India should cut corporate tax, go for inheritance levy: OECD

India should bring down corporate tax rate to 25 percent, introduce inheritance tax and provide certainty in rules, global think-tank OECD said.

NEW DELHI: India should bring down corporate tax rate to 25 percent, introduce inheritance tax and provide certainty in rules, global think-tank OECD said today, taking the line that demonetisation will benefit the economy in the long run.

In its Economic Survey of India, the OECD said comprehensive tax reforms, especially the goods and services tax, "would lift all boats" and raise revenue helping the government effectively deal with high poverty rate. Observing that poverty is still high despite growing prosperity, the survey suggested that living conditions across the states could be improved by focusing on farm output, urban infrastructure, liberalised product and labour market.

"A comprehensive reform of property, personal income and corporate taxes is needed to complement the GST reform. It should aim at raising more revenue to fund social and physical infrastructure in a way that supports economic growth, promote social justice and empower sub-national governments to better respond to local needs," the survey said.

It recommended, "gradual reduction in the corporate income tax from 30 per cent to 25 per cent while broadening the tax base and providing certainty regarding tax rules and their implementation".

Among other things, it suggested eliminating tax expenditures that benefit the rich most and freezing of the income thresholds for levying taxes. Noting that wealth in India is extremely concentrated, the OECD made a case for the introduction of inheritance tax with a high exemption threshold and raising the scope for property tax.

"There is also scope to raise more revenue by less distortive property taxes. Raising more revenue from recurrent property taxes would require granting municipalities more power to implement them and set tax rates, and establishing up-to-date property values," the OECD said.

The government plans an ambitious base-broadening and rate-reducing tax reform under which the tax rate for resident companies will be lowered to 25 per cent over 5 years till March 2021. It said demonetisation complements many initiatives recently taken by the government to fight corruption, black money and reduce tax evasion.

"Implementing the demonetisation has had transitory and short-term costs, but should have long-term benefits.

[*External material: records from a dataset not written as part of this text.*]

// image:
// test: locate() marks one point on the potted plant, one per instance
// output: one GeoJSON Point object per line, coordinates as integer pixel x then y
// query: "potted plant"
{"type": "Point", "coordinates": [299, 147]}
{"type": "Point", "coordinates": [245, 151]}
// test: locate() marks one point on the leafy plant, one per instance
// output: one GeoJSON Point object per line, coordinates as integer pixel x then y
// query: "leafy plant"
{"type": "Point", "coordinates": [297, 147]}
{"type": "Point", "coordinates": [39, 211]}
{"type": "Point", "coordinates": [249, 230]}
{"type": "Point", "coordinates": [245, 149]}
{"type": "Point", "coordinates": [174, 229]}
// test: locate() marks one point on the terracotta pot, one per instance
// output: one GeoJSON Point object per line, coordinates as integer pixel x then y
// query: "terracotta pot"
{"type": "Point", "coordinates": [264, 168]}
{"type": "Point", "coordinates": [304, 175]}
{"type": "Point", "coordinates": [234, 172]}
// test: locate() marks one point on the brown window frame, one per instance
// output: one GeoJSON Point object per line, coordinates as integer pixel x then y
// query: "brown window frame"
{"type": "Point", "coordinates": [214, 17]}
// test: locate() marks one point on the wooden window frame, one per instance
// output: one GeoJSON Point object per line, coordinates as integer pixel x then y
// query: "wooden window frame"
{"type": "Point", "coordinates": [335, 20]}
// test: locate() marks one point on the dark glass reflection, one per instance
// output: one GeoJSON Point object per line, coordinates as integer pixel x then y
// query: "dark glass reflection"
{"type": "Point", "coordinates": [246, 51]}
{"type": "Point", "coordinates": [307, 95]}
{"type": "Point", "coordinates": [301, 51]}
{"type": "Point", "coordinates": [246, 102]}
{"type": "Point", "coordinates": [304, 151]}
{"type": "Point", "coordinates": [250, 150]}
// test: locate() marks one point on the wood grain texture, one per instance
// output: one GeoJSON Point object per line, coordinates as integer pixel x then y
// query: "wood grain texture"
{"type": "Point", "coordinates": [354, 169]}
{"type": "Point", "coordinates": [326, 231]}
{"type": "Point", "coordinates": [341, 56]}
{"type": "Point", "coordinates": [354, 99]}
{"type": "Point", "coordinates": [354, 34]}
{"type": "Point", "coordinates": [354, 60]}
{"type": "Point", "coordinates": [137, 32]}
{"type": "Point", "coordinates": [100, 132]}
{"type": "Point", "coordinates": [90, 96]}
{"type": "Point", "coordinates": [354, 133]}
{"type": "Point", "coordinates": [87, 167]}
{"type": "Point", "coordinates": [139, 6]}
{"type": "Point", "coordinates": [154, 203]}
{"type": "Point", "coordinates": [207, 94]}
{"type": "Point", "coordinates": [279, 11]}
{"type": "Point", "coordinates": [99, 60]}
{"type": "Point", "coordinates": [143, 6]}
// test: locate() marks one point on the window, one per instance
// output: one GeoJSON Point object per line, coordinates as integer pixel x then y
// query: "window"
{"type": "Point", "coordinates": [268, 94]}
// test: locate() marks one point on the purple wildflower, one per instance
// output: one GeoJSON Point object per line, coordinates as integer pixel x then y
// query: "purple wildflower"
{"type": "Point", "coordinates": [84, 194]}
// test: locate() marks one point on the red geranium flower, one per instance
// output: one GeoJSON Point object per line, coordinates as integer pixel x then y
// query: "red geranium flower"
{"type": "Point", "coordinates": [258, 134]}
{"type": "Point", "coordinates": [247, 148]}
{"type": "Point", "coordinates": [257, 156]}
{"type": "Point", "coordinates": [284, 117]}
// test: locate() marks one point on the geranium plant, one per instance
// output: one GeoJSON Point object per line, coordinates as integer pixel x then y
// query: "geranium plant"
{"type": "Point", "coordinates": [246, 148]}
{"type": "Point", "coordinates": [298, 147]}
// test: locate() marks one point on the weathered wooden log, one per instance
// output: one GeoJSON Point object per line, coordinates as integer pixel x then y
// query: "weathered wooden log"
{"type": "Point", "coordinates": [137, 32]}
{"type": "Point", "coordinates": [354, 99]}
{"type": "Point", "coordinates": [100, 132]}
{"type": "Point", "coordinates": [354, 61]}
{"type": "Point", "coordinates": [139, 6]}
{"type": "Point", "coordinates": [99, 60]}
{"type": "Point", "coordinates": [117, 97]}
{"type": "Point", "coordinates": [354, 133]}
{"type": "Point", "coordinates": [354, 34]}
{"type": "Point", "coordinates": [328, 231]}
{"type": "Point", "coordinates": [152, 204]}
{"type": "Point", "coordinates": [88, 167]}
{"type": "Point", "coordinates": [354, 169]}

The temporary cash shortage and wealth destruction, as fake currency and part of the illegal cash will not be redeemed, have affected in particular private consumption," the OECD said. "The shift towards a less-cash economy and formalisation should, however, improve the financing of the economy and availability of loans (as a result of the shift from cash to bank deposits) and should promote tax compliance."

The Organisation for Economic Cooperation and Development (OECD) is a global policy forum that promotes policies to improve the economic and social well-being of people around the world.

It felt that banks will need more capital to safeguard financial stability and meet Basel III requirements. "The ongoing consolidation process among public banks is welcome and should continue. However, some banks may need to be closed down or merged with other banks," it added.

According to the OECD, lowering of debt to GDP ratio, which stood at 69 per cent in 2015-16, will require some fiscal tightening. The OECD also suggested establishment of an independent fiscal council as it would improve the government's credibility and accountability in dealing with fiscal issues.

"A fiscal council in India could monitor the implementation of the fiscal strategy, and in particular the consistency of the annual budgets with the medium-term path, and assess when a correction is required and at what pace," it said.